Merken

Schlammlawine überrollt Seußlitzer Grund

Eine Gewitterzelle hatte über dem Ort gewütet. Nun wird auch Kritik am Naturschutz laut.

Teilen
Folgen
© Klaus-Dieter Brühl

Von Antje Steglich

Diesbar-Seußlitz. Kaulquappen zappeln auf den Wegen, tote Fische liegen im Gras. Der Wanderweg rings um den ehemaligen Seußlitzer Gondelteich ist abgesperrt, und auf dem Spielplatz in der Nähe hängt das Treibgut zwischen den Kletterstangen. Noch am Tag nach dem Unwetter sind dessen Auswirkungen deutlich sichtbar.
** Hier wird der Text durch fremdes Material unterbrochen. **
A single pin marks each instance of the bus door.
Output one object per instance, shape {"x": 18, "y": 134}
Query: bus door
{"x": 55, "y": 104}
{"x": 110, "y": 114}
Naturschützer sammeln Kaulquappen ein, die aus dem Teich im Seußlitzer Grund gespült wurden.
Naturschützer sammeln Kaulquappen ein, die aus dem Teich im Seußlitzer Grund gespült wurden. © Klaus-Dieter Brühl
Der Wanderweg um den Seußlitzer Gondelteich musste wegen der Überflutung gesperrt werden.
Der Wanderweg um den Seußlitzer Gondelteich musste wegen der Überflutung gesperrt werden. © Klaus-Dieter Brühl

Ab etwa 5 Uhr nachmittags hat am Mittwoch über Diesbar-Seußlitz eine lokale Gewitterzelle gewütet und ließ in kurzer Zeit zwischen 60 und 80 Liter pro Quadratmeter auf den Ort niederregnen, sagt Bürgermeister Gerd Barthold (CDU). In anderen Ortsteilen der Gemeinde regnet es zwar auch, aber nicht einmal halb so viel wie über den Elbweindörfern. Vor allem im Seußlitzer Grund sind die Schäden enorm, so der Bürgermeister, der selbst bis in die Nacht hinein mit der freiwilligen Feuerwehr im Einsatz ist. Denn aus Richtung Döschitz kommen so viel Wasser und Schlamm herunter, dass nicht nur der Forellen- und der Gondelteich komplett überschwemmt werden. Die Schlammlawine rollt sogar bis in den Schlosspark hinein.

Die Ortswehren von Merschwitz und Nünchritz/Grödel sind im Einsatz, so Gemeindewehrleiter Wolfgang Sax. Sie rücken in den Seußlitzer Grund, an die S 88 und nach Neuseußlitz aus. Absichern und Schäden aufnehmen heißen die Aufgaben am Abend. „Denn viel machen konnten wir gegen das Wasser nicht“, so der Wehrleiter. Die kleinen Bachläufe, Durchlässe und Rohre sind einfach überfordert mit den Wassermassen – aber vor allem mit dem mitgeführten Dreck. Geröll und Holz verstopfen die Einlässe und sorgen für viel Ärger. Auch bei Merkers Weinstuben.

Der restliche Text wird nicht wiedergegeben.